A Polícia Civil da Bahia divulgou que vai averiguar o caso da Igreja do Convento de São Francisco. Outras cinco pessoas ficaram feridas. Nas redes sociais, a Igreja repostou uma mensagem em que lamenta a morte da turista paulista.
Em relatório à Unesco, de 2023, o Iphan reconheceu problemas na preservação da cidade, o que é de responsabilidade dos proprietários dos imóveis. A instituição diz que “o complexo arquitetônico constituído por exemplares religiosos, civis e militares que remontam ao período colonial de Salvador como a primeira capital do Brasil” está “comprometido” (as demais opções eram “preservado”, “seriamente comprometido” e “perdido”). “A descaracterização dos edifícios do conjunto é lenta mas constante, e o abandono de exemplares significativos compromete a preservação”, explicou.

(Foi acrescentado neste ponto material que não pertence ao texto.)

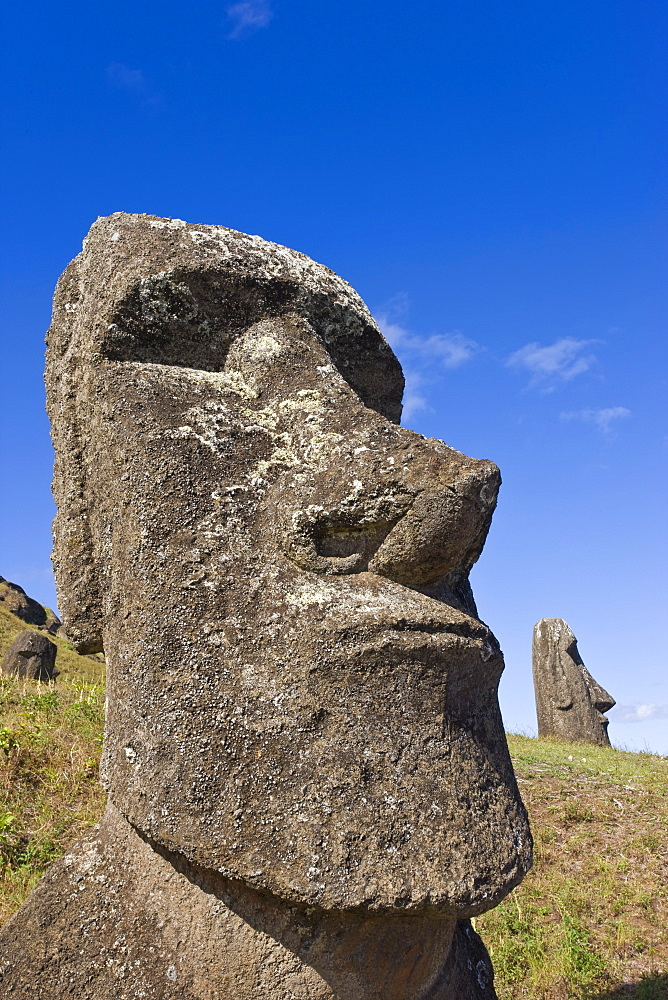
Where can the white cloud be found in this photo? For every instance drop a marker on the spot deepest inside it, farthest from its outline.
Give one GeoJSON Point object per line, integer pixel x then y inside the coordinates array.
{"type": "Point", "coordinates": [603, 418]}
{"type": "Point", "coordinates": [640, 713]}
{"type": "Point", "coordinates": [413, 400]}
{"type": "Point", "coordinates": [120, 75]}
{"type": "Point", "coordinates": [248, 16]}
{"type": "Point", "coordinates": [552, 363]}
{"type": "Point", "coordinates": [451, 349]}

A igreja é de arenito lavrado, com duas torres simétricas, posteriormente recobertas por pedras brancas e azuis trazidas de Portugal. Há pesquisadores que apontam problemas na conservação há quase 100 anos, com intervenções que mitigaram alguns problemas, assim como outras que alteraram características.

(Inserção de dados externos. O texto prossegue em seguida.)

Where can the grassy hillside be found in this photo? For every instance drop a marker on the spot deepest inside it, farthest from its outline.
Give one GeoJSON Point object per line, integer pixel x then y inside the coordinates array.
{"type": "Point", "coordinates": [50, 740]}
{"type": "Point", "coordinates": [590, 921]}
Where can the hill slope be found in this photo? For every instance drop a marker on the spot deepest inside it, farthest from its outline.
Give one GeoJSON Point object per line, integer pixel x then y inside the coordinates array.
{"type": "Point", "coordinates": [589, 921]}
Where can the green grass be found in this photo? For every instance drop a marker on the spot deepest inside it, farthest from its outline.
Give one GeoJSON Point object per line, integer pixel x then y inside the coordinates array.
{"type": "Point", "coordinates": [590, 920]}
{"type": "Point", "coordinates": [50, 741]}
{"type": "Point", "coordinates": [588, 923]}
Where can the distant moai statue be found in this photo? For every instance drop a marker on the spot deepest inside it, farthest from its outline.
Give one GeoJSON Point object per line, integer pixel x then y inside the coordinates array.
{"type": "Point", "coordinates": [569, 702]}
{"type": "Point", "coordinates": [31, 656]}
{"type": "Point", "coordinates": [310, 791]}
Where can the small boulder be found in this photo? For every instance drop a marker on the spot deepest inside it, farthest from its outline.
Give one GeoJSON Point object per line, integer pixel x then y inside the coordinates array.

No relatório à Unesco de 2023, o Iphan reconhece problemas de preservação, com parcial degradação, mas defende que não há impacto significativo. “As características construtivas da maioria dos edifícios face às condições climatéricas desfavoráveis, à falta de manutenção e ao abandono dos edifícios, promovem o crescimento de pragas que destroem estruturas construídas. Ervas daninhas, roedores, pragas de insetos, pragas e microrganismos de aves são presenças frequentes e impactam negativamente a propriedade protegida”, admite. Também fala em uma “falta de coordenação entre as instituições governamentais relevantes”.
Essa situação é ainda mais preocupante diante das mudanças climáticas, com a intensificação das chuvas e ondas de calor. “As altas temperaturas, a elevada umidade e a degradação dos edifícios aumentam consideravelmente o ataque de pragas e microrganismos aos imóveis e propriedades móveis que compõem o patrimônio mundial”, aponta. “A degradação pelo abandono, o vandalismo, a ocupação ilegal do espaço e as construções ilegais são ameaças atuais à preservação”, diz em outro trecho. Também reconhece problemas “frequentes” de destruição pontual deliberada do patrimônio.

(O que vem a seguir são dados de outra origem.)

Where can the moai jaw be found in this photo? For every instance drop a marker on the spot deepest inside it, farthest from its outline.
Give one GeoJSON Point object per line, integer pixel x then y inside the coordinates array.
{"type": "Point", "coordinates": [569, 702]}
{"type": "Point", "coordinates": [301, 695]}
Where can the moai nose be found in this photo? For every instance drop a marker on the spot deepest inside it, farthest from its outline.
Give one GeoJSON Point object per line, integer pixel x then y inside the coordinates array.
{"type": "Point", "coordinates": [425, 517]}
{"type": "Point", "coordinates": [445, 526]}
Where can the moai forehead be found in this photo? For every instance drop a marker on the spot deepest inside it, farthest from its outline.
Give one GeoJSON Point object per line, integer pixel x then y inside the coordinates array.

Por outro lado, o instituto responde que “grandes investimentos” foram realizados nos últimos anos. Em outubro, por exemplo, o Iphan havia anunciado investimento de R$ 1,2 milhão para a elaboração de um projeto de restauro da igreja.
Salvador tem histórico de problemas
O centro histórico virou patrimônio mundial em 1985. À época, a Unesco apontou o “alto grau de autenticidade em termos de localização e configuração, formas e desenhos, materiais e substâncias”.

Já o Iphan define o conjunto urbanístico e arquitetônico como “um dos mais importantes exemplares do urbanismo ultramarino português”. “Com seus becos e ladeiras - acolhe um dos mais ricos conjuntos urbanos do Brasil, implantado em acrópole e distinguindo-se em dois planos as funções administrativas e residenciais (no alto) e o porto e o comércio (à beira-mar)”, descreve.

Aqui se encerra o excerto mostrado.